High-Fidelity and Long-Duration Human Image Animation with Diffusion Transformer
- URL: http://arxiv.org/abs/2512.21905v1
- Date: Fri, 26 Dec 2025 07:36:48 GMT
- Title: High-Fidelity and Long-Duration Human Image Animation with Diffusion Transformer
- Authors: Shen Zheng, Jiaran Cai, Yuansheng Guan, Shenneng Huang, Xingpei Ma, Junjie Cao, Hanfeng Zhao, Qiang Zhang, Shunsi Zhang, Xiao-Ping Zhang,
- Abstract summary: We propose a diffusion transformer (DiT)-based framework which focuses on generating high-fidelity and long-duration human animation videos.<n>First, we design a set of hybrid implicit guidance signals and a sharpness guidance factor, enabling our framework to additionally incorporate detailed facial and hand features as guidance.<n>Next, we incorporate the time-aware position shift fusion module, modify the input format within the DiT backbone, and refer to this mechanism as the Position Shift Adaptive Module.

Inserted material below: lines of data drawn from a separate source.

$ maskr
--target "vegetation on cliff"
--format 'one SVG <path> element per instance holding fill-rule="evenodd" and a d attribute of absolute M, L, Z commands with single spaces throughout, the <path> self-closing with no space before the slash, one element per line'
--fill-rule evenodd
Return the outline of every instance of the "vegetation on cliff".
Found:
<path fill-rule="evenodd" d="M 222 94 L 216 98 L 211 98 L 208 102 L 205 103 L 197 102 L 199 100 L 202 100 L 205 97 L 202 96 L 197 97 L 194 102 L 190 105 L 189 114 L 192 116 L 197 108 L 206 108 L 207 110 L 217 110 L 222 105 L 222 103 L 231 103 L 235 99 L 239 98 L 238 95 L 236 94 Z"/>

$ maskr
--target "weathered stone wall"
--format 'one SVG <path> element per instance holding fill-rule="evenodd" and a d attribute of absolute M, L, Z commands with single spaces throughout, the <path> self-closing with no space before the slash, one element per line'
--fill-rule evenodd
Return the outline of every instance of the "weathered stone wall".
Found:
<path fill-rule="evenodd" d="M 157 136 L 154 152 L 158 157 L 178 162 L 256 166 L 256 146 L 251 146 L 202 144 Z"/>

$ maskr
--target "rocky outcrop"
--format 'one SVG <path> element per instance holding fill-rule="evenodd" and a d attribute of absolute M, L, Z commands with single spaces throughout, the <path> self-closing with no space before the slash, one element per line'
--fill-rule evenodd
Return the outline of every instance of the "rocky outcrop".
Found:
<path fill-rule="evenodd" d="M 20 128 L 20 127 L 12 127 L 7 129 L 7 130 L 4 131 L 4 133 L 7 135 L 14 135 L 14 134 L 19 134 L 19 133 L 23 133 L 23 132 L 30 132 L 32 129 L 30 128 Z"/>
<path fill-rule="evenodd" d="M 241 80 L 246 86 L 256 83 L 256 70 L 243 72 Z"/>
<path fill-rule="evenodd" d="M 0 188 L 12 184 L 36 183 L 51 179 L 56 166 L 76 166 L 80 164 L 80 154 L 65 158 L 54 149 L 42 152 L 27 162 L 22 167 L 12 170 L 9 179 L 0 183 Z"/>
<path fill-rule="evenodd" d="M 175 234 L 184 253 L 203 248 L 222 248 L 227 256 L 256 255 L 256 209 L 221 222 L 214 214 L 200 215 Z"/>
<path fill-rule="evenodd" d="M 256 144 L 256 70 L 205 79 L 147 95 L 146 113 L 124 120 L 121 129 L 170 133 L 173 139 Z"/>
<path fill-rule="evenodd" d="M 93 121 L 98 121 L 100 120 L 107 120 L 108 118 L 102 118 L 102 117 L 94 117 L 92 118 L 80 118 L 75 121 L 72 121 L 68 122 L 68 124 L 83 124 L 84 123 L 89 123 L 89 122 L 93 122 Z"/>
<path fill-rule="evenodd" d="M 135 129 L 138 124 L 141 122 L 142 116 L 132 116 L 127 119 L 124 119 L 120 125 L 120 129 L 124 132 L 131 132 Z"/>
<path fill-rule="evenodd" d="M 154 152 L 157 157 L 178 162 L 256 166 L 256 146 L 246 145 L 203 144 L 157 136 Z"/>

- Score: 17.388852038062705
- License: http://creativecommons.org/licenses/by-nc-sa/4.0/
- Abstract: Recent progress in diffusion models has significantly advanced the field of human image animation. While existing methods can generate temporally consistent results for short or regular motions, significant challenges remain, particularly in generating long-duration videos. Furthermore, the synthesis of fine-grained facial and hand details remains under-explored, limiting the applicability of current approaches in real-world, high-quality applications. To address these limitations, we propose a diffusion transformer (DiT)-based framework which focuses on generating high-fidelity and long-duration human animation videos. First, we design a set of hybrid implicit guidance signals and a sharpness guidance factor, enabling our framework to additionally incorporate detailed facial and hand features as guidance. Next, we incorporate the time-aware position shift fusion module, modify the input format within the DiT backbone, and refer to this mechanism as the Position Shift Adaptive Module, which enables video generation of arbitrary length. Finally, we introduce a novel data augmentation strategy and a skeleton alignment model to reduce the impact of human shape variations across different identities. Experimental results demonstrate that our method outperforms existing state-of-the-art approaches, achieving superior performance in both high-fidelity and long-duration human image animation.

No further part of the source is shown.